Sri Ramakrishna gazes down at him suspiciously. “Why?” he snarks. “Will it cure your abscess?”

Mathur is mortified. “I have a doctor to cure my abscess, Father,” he insists. “I want the dust off your feet simply to guide me through the ocean of maya .”

At this, the reluctant guru enters a state of ecstasy and Mathur is finally able to place his head onto the guru ’s feet and receive his blessing.

He recovers shortly after.

Sri Ramakrishna has many visions of God in many different forms, but ultimately …

“If given the choice,

I love to see God’s lila

As a human being.”

1867, at Kamarpukur

There have been so many dreadful arguments over recent days that poor Uncle has become quite exhausted with it all. This tense atmosphere is not good for Uncle. He has returned to his home village to recuperate after an especially exhausting phase of his sadhana combined with the aftereffects of the severe case of dysentery which Uncle says he took upon himself voluntarily in exchange for the life of Mathur Baba’s wife, Jagadamba.

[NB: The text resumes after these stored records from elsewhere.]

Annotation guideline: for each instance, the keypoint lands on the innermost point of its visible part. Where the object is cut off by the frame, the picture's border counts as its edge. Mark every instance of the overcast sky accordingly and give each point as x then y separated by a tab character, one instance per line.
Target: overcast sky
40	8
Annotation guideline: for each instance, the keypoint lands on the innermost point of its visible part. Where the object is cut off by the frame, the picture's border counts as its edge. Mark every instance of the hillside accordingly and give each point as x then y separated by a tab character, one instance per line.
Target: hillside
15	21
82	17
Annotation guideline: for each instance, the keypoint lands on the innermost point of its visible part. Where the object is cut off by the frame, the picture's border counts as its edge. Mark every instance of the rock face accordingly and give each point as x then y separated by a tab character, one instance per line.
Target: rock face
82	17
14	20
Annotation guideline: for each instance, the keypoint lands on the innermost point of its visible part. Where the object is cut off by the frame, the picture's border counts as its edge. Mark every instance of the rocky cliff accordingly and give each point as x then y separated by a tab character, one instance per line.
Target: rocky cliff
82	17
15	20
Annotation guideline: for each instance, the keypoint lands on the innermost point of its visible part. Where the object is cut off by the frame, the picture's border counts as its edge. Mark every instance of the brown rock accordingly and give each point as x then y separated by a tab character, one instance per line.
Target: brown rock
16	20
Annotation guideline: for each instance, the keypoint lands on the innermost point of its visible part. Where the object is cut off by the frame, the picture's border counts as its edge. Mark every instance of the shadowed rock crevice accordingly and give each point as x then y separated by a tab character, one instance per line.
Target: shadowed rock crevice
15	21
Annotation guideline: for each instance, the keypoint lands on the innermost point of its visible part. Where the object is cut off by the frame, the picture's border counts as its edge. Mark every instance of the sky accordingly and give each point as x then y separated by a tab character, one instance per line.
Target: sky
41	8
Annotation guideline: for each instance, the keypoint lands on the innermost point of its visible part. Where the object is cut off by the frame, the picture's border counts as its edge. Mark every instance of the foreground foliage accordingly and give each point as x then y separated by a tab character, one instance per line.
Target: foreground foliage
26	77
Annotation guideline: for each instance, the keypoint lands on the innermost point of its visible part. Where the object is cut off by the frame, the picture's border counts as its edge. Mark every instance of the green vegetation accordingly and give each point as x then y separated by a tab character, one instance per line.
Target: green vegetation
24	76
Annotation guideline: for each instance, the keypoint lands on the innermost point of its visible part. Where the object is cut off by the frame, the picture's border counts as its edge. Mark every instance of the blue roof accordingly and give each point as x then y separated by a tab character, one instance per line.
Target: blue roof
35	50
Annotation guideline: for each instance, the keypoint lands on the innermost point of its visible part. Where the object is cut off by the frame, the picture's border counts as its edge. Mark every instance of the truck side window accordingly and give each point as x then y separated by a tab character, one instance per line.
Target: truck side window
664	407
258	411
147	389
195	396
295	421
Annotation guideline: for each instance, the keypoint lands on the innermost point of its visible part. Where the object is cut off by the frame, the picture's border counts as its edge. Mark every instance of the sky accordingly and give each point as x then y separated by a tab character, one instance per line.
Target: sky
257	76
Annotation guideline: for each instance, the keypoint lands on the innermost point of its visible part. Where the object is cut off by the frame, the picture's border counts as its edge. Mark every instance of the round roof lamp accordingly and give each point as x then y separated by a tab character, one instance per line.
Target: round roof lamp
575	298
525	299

Some of the tension has been between Uncle’s wife, Sarada, and the Brahmini . Uncle’s wife — still a young girl, but with a most obliging and modest nature — has come from her father’s village to visit us and Uncle is delighting in teaching her many valuable spiritual and domestic lessons. Uncle is, of course, most particular about how a home should be run, and how a person should deal with neighbors, and what is the best kind of cloth or bowl. I know, to my cost, that Uncle is just as fastidious concerning his domestic affairs as he is with regard to his spiritual life. And Sarada is very happy to learn from her husband. She is a most serious and receptive pupil.

But the Brahmini seems to feel that Uncle is wasting his time with such piddling preoccupations, that Uncle should be turning his mind to higher issues.